Many refugees have indicated that unless their security in their country is guaranteed, most do not plan to return home. Fifty-year-old Taiba Aynun fled to Bangladesh five months ago. “Myanmar is just like hell. If you decide to go out into the street, then you risk being killed. They killed my husband and my brothers and they raped me. I managed to flee thanks to the help of my neighbors. Yet, here the Bangladesh, the government cannot take care of us any longer. We are stuck between the two countries now,” she said.

Muhammed Ekrem, a thirty-five-year-old who fled from Myanmar years ago, spoke about what he and other Rohingya Muslims in Myanmar’s Arakan Province have gone through. “We were not allowed to go to mosques. They [Buddhist extremists] declared a night curfew to prevent us from going to the Tarawih [a voluntary night prayer performed during Ramadan] and, in this way, they had an excuse to kill whoever went out at night. They made life in the country unbearable for us. They banned agriculture and trade. They tortured our young girls. Then soldiers raided our houses. They killed one of my brothers by stabbing in the stomach and another by cutting off his head. They walked one of my brothers through the streets, pulling him by his beard for days. Soldiers raided our houses in Myanmar and yet here floods raid our houses,” he said.

Thousands of Rohingya Muslims, with children in their arms, have walked barefoot in heavy rains through the jungle to reach the coast, from which they sailed on to Bangladesh.
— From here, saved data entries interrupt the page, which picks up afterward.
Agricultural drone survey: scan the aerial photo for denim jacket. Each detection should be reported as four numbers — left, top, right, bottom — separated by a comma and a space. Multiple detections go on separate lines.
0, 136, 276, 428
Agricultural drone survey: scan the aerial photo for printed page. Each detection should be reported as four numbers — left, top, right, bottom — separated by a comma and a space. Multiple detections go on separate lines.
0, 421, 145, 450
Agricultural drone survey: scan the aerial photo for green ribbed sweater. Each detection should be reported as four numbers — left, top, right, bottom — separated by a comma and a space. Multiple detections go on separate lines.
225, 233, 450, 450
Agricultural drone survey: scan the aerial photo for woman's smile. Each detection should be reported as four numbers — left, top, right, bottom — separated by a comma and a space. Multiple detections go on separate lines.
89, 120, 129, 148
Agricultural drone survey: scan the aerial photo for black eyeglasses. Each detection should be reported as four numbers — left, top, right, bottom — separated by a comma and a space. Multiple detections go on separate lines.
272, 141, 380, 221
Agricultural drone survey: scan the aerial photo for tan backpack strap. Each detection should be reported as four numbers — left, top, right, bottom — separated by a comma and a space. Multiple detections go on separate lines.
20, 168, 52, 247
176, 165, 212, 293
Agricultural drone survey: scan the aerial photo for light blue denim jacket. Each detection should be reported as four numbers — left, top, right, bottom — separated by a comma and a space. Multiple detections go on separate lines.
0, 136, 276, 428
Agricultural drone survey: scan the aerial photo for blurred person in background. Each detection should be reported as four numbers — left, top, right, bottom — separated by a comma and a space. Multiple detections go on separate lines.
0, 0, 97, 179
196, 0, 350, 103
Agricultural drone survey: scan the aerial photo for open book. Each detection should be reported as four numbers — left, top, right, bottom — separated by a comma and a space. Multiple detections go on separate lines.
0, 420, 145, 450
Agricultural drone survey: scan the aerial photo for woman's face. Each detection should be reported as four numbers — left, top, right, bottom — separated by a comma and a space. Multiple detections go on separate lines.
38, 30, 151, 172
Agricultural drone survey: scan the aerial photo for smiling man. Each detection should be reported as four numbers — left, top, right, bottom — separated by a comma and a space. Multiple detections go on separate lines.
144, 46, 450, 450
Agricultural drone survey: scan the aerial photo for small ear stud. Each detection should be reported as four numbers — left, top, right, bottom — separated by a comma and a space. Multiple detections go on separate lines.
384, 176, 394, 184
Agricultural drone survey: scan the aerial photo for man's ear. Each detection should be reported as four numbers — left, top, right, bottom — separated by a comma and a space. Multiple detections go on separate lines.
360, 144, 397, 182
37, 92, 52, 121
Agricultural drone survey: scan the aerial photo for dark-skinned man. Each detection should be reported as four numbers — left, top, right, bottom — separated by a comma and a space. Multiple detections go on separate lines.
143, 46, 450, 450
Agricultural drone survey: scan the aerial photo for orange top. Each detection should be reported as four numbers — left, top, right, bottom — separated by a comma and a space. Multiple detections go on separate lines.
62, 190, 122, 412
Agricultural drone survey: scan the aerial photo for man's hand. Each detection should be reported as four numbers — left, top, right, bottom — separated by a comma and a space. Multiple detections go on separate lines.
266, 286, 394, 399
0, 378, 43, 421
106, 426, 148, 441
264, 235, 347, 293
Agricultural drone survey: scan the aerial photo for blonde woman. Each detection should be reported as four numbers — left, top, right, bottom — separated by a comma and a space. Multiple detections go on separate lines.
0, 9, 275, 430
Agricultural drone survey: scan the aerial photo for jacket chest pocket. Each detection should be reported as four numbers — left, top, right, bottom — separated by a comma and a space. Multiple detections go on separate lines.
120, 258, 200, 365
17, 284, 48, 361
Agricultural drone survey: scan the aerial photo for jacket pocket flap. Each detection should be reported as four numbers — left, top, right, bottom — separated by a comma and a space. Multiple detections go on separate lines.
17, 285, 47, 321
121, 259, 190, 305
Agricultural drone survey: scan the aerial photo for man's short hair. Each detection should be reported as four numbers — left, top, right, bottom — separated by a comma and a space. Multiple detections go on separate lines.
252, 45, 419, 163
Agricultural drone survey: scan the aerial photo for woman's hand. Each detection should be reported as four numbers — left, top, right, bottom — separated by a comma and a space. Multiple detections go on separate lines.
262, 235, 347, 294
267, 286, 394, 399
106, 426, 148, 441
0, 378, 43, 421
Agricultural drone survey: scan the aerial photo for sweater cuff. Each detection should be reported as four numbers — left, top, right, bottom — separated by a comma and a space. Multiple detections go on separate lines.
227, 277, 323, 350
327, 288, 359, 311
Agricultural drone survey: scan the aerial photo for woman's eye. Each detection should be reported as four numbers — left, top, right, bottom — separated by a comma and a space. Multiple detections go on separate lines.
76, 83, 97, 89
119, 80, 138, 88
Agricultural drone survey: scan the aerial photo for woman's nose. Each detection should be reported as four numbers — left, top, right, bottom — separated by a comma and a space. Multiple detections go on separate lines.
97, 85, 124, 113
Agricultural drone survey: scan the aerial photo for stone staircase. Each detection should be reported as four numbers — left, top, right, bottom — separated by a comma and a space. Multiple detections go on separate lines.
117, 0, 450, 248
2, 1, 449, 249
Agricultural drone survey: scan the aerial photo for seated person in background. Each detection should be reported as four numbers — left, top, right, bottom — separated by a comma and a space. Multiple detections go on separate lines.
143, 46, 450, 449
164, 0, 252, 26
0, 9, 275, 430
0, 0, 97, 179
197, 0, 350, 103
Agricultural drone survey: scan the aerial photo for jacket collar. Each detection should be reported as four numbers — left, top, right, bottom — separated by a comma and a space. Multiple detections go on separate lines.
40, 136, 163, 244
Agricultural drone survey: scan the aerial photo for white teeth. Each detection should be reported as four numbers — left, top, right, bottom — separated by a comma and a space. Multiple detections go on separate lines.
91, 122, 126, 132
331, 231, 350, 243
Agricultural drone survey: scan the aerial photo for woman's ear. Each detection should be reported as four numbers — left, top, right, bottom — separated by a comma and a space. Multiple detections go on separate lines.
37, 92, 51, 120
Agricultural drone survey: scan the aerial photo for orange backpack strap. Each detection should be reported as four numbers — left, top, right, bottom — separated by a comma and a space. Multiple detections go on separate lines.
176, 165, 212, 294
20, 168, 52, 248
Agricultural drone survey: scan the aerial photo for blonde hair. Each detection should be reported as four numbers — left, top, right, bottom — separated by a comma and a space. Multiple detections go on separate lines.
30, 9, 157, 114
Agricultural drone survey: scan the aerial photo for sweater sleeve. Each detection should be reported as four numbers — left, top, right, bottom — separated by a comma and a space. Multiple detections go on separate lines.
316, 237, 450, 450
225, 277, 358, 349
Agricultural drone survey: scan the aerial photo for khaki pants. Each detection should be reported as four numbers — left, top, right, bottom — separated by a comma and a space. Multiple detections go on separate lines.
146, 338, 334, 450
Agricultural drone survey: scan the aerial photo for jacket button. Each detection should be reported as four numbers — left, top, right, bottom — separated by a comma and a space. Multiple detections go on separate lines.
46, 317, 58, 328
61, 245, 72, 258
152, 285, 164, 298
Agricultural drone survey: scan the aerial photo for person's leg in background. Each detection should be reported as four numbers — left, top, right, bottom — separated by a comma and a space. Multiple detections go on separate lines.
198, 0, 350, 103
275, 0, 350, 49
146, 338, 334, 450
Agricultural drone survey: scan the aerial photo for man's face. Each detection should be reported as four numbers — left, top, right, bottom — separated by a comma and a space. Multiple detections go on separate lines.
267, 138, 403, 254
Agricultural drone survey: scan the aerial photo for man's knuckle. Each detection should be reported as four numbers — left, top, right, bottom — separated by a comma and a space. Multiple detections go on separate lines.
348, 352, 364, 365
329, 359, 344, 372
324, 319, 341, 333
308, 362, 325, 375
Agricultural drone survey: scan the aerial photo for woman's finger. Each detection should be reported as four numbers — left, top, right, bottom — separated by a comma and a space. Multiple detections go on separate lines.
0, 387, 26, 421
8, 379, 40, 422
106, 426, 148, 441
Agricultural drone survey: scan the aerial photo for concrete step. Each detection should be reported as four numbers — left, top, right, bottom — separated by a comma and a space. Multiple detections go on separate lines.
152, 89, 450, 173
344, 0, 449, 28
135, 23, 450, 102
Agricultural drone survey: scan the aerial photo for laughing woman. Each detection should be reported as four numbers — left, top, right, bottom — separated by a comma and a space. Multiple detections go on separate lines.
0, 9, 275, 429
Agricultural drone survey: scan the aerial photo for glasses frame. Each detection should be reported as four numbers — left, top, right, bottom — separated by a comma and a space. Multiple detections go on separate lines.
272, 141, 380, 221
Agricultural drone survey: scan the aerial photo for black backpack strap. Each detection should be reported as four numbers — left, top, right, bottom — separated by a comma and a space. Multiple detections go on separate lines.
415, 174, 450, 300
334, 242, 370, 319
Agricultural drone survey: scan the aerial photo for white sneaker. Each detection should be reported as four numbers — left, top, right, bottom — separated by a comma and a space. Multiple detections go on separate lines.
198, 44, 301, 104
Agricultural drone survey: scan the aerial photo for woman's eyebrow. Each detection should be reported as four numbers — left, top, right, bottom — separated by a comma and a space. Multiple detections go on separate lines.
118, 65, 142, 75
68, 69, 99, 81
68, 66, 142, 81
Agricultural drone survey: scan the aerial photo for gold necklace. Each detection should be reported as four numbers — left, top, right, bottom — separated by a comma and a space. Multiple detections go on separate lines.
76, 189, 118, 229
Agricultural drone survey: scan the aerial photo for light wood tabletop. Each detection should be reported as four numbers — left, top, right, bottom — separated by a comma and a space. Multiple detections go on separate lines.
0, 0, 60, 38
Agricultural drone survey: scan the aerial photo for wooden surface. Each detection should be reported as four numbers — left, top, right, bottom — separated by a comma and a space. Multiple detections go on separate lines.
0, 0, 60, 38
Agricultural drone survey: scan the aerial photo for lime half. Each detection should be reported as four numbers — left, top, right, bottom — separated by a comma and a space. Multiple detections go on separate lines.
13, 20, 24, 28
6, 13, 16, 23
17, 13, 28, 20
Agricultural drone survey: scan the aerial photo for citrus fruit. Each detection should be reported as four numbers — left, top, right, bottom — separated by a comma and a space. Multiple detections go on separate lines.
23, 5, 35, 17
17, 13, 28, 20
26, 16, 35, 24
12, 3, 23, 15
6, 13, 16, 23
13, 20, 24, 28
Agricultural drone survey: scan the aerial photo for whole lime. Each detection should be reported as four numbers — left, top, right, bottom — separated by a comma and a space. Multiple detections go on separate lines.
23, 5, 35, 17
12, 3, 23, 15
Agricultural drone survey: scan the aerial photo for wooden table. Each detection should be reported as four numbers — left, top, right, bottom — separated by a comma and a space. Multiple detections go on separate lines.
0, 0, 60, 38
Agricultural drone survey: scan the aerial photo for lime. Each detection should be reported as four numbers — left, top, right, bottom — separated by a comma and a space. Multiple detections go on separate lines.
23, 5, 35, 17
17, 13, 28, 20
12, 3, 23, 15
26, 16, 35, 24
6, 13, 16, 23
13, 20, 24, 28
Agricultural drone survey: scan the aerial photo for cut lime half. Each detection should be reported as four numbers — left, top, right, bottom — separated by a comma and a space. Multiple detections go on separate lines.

Kulame Kullam?ya described how he set out from Myanmar for Bangladesh a year ago. “I got on a boat with some Muslims who shared my destiny and who were fed up with the violence in Arakan, just like me. We starved for days and finally arrived in Bangladesh. When we arrived on the shore in Bangladesh, we hid in a forest for weeks. Two of my sons returned to Myanmar to bring our relatives. Although months have passed, I have not received any news from them. I am terribly afraid that they died.”

Bashar Ahmed is one of the oldest refugees at the Kutupalong refugee camp. He is 52 years old, has a family of nine and has been living at the camp for seven years. Ahmed, who says he had owned many properties in Myanmar, explained that he and his family had to flee after the state seized all of them and left him with nothing. “They objected to our sons’ marriages because they did not want our population to reproduce. Those of our sons who did marry were subjected to torture. They also shut down all the mosques,” explained Ahmed. He added that if their security is guaranteed, he will return to his country.

A man named Abdullah who came to Bangladesh three years ago was allowed neither to study nor to teach in Myanmar. He recounted that when the house he and his 11-member family were living in came to be too small for them, they started to build another house for themselves. For doing so, they were brutally tortured, he said. Said Nur arrived in the camp 20 days ago. “We were not allowed to go into the street between 6 p.m. and 6 a.m. [in Myanmar]. There was no security of person there. We were not able to contact the Myanmar Muslims who were taken away by soldiers. More than 2,000 people were stabbed to death before my eyes,” he said. Nur arrived in Bangladesh after a five-hour journey from a village in Myanmar near the border with Bangladesh.

Rohingya Muslims are not seen as citizens of Myanmar by nationalist Myanmar leaders, officials and fanatic Buddhists and consequently face intense discrimination. The violence in Myanmar reached an extreme in June after claims were made that three Rohingya Muslims had raped a Buddhist woman. Fanatical Buddhists then began to kill Muslims living in Arakan Province and burned the houses and workplaces of the minority group. More than 1,000 Rohingya Muslims living in Myanmar have been killed and over 90,000 have been left homeless since the outbreak of violence, international activist groups have claimed.

Mosques in Arakan, where Muslims face the greatest violence, have been closed in line with the demands of Buddhist monks who maintain that mosques serve as gathering places for Muslim protesters. No foreigners are allowed into the region except for UN staff and employees of humanitarian aid organizations.